Without the urinary system we’d be (very soggy) toast, but answering questions about the urinary system’s context and how each of its individual components contribute can be difficult. Using AR, you can show your students exactly where each component of this vital system is situated, what organs surround and interact with it, and how the organ’s internal structures contribute to the blood filtration and urine creation system!
AR from Human Anatomy Atlas.
Once AR Mode is enabled, students can lean over the virtual cadaver and study the position of the kidneys. If they want to see it from other angles, they can do so by selecting the “Prone” option to turn the cadaver over for a posterior view. Students can then hide the muscular system to see how the right kidney is slightly lower than the left.
The ureters are about a foot long, and students can use their phones to scan the length of them while in AR Mode. Observe the location of the ureters in relation to the abdominal and pelvic spaces. It might help to have students use rulers—on themselves and on the AR model—to get a better idea of how many different systems and regions the ureters cross.
AR from Human Anatomy Atlas.
Have your students zoom into one of the kidneys and then use the dissect feature to hide the front of the kidney; this will allow them explore the structures inside. Have them locate the renal pyramids and renal pelvis. By selecting each structure, they can read detailed definitions and hear audio pronunciations.
AR from Human Anatomy Atlas.
Move from a full cadaver to a specific specimen! Have students browse the microanatomy section of the app for the nephron 3D model.
Nephrons are the basic functional component of the kidneys. Now there’s a sample nephron on the virtual lab table in front of your students! Have them locate the dense glomeruli, which receive blood from the afferent arteriole and drain blood into the efferent arteriole. Next, ask them to find the peritubular capillaries and follow the path of the capillary to the vasa recta.

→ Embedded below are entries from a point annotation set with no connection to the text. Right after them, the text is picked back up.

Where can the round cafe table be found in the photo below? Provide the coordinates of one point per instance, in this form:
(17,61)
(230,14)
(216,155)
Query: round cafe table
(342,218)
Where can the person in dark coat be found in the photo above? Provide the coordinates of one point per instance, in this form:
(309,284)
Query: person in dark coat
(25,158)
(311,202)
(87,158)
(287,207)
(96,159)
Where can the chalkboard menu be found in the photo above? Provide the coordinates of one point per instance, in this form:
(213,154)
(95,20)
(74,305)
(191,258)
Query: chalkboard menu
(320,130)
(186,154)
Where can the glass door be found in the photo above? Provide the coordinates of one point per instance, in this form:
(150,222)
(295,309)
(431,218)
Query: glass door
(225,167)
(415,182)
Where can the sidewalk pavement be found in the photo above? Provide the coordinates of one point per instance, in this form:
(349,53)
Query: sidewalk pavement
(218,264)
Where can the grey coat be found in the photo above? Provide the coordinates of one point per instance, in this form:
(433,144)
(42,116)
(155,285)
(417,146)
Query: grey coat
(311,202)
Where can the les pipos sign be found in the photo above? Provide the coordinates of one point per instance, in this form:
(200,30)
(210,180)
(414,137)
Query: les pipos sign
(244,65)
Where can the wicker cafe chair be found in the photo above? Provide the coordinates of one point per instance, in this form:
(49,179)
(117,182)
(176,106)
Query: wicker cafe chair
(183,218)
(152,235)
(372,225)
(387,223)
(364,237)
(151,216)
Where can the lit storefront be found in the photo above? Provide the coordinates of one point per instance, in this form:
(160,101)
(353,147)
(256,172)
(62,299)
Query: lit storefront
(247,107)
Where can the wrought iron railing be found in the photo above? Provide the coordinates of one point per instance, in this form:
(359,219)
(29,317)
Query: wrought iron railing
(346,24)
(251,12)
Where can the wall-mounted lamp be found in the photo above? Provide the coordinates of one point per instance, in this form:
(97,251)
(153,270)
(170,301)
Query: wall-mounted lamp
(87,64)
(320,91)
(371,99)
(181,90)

AR from Human Anatomy Atlas.
From the Microanatomy menu, have students select the simplified nephron model and use AR Mode to put it on their table.
Each kidney contains over a million nephrons. Students can follow the path that urine creation takes: Filtrate in the collecting duct becomes urine, which is excreted through the renal pelvis and into the ureter. Students can then return to the full cadaver model to revisit the path urine takes as it leaves the kidneys and the body.
AR footage from Human Anatomy Atlas.
AR Mode allows students to interact with the body as if they were in a real cadaver lab—no gloves or lab coats needed!